Luckily you know a government service to automatically block a list of credit cards.
The service is a little old school though and you have to upload a CSV file in the exact format. The upload fails if the CSV file contains invalid data.
The CSV files should have two columns, Name and Credit Card. Also, it must be named after the following pattern:
YYYYMMDD
.csv.
The leaked data doesn't have credit card details for every user and you need to pick only the affected users.
The data was published here:
You don't have much time to act.
What tools would you use to get the data, format it correctly and save it in the CSV file?
Do you have a crazy vim configuration that allows you to do all of this inside your editor? Are you a shell power user and write this as a one-liner? How would you solve this in your favorite programming language?
Show me your solution in the comments below!
Thank you all for participating!
I never thought so many people might be willing to submit a solution. This is exactly the overview about different technologies and ways of thinking I anticipated to get.
We have solutions without any coding, solutions in one line of code and solutions with over a hundred lines.
I hope everyone else also learned something new by looking at this different styles!

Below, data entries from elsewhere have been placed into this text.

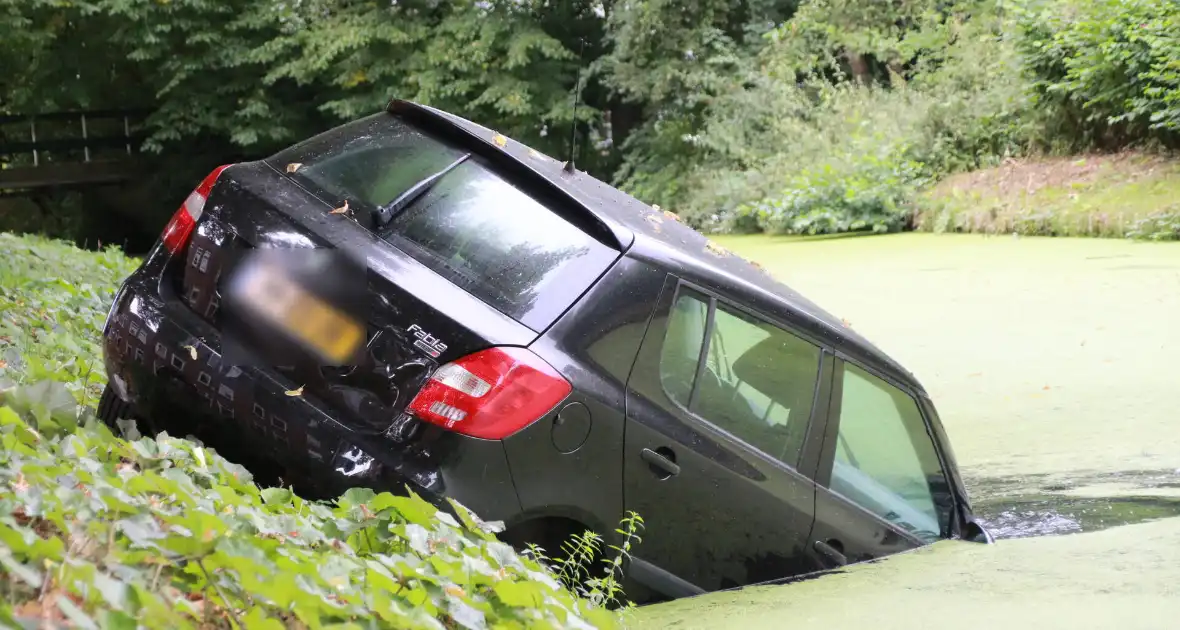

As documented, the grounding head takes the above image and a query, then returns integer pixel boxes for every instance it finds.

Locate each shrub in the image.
[0,232,136,405]
[1016,0,1180,150]
[0,234,627,629]
[680,1,1033,234]
[0,383,617,630]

Make sure to also checkout the solutions on Hackernews, Reddit (and /r/haskell) and dev.to!
Cheers, Jorin
Probably just use awk. Download separately. Do a few test/refinement runs on the first 10/100 lines, output a CSV and call it good. At least if I only had to do it once.
For something longer-term, I'd grab a JSON (parser) and CSV (formatter) library in... whatever language (Haskell is my favorite right now, but it's advantages are not leveraged here.) and do it that way. Once I was happy with the results of a slurp/process/dump with everything in memory, I'd try and refactor to something streaming, in case future dumps where to large to process without swapping.